The perfect resume: A breakdown

We all know the importance of getting your resume just right: A perfect resume can be a one-way ticket to the next step in your career. However, around a quarter of hiring managers say they receive more than 50 resumes for each job opening, according to Career Builder, which means that even if your resume is just fine, it may not be good enough to stand out from the crowd. Before you immerse yourself in job hunting, sit down with your resume and make sure it includes these key features:

A clear and simple layout
No hiring professionals are going to want to wade through odd formatting, fonts and designs to get to the important information hiding beneath. In fact, when hiring managers are going through resumes, a hard-to​-read one may get tossed for that factor alone. Even if you’re a professional graphic designer, make sure your format is clear and simple to understand, with the most important information upfront.

Contact information
These days your name, email and phone number alone aren’t going to cut it. I’d recommend adding your LinkedIn, Twitter and personal webpage information as well. More often than not, hiring managers are going online to learn about all of their potential candidates, so use this to your advantage. Make your social media pages easy to access, and use them as a platform to market yourself and your achievements.

Effective keywords
Your resume should be sprinkled with clear, effective and easy-to-read keywords that pertain directly to the jobs you’re applying for. Peruse the job listings to find out what they’re looking for in candidates, and pull keywords like “problem solving,” “written communication” and more to use in your resume. Just make sure you can back up the keywords you’re using with specific examples.

A common resume mistake people make is believing that hiring managers are looking for job descriptions, but what they really want to see are quantifiable achievements. Instead of writing wordy paragraphs for each job, use bullet points to detail your accomplishments, and attach them to numbers whenever possible. For example, instead of saying, “Led a sales team for significant project,” say “Led a team of 12 to gain over 8 percent in overall company revenue in the first quarter.”

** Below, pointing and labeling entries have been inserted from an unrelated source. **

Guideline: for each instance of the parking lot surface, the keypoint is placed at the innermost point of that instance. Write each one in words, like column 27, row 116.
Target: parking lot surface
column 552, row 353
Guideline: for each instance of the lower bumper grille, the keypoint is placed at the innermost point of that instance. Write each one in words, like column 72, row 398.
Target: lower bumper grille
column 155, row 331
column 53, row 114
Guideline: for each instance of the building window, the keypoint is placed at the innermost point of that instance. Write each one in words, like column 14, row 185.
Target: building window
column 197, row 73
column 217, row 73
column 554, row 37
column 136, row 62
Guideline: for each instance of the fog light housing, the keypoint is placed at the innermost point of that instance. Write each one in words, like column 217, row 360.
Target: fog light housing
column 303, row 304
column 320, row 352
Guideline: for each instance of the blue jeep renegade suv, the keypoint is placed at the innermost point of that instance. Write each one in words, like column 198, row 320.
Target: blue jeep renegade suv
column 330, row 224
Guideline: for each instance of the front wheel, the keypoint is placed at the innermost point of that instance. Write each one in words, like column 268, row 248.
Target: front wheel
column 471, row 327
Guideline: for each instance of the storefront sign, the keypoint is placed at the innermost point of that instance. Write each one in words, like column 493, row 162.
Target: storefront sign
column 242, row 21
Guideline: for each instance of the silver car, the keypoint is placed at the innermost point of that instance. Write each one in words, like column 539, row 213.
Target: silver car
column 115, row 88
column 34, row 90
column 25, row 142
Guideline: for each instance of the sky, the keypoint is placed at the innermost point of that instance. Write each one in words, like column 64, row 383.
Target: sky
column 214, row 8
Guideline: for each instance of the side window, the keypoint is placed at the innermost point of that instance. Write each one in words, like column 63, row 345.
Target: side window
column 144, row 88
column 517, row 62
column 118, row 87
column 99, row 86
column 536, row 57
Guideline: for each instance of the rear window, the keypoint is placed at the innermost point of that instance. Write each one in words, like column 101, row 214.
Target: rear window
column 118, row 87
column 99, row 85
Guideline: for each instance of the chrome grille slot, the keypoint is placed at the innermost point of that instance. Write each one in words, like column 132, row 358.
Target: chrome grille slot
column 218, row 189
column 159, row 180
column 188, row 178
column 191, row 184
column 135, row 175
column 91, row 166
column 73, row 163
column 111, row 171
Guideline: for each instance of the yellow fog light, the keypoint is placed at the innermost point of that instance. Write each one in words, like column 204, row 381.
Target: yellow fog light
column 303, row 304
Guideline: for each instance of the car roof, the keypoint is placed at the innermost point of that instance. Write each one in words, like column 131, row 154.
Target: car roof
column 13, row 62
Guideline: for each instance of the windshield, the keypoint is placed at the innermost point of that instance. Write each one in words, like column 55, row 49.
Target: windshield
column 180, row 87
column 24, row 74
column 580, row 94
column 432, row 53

Your keywords shouldn’t be the only thing on your resume that reflect the job you’re applying for. As with the keywords you use, the experience, skills and achievements listed should all be things that your potential employer would find valuable. If you’re just starting out and don’t have the luxury of choosing between several jobs to include, think about any skills or experience you gained in each position that could be applied to what the hiring manager is looking for.

​Remember that the resume should be one part of a whole hiring “packet” that you send to potential jobs. Include a cover letter (written on personalized stationery for added professionalism), and don’t forget to bring hard copies of your resume, cover letter and even some personal business cards to every interview you attend.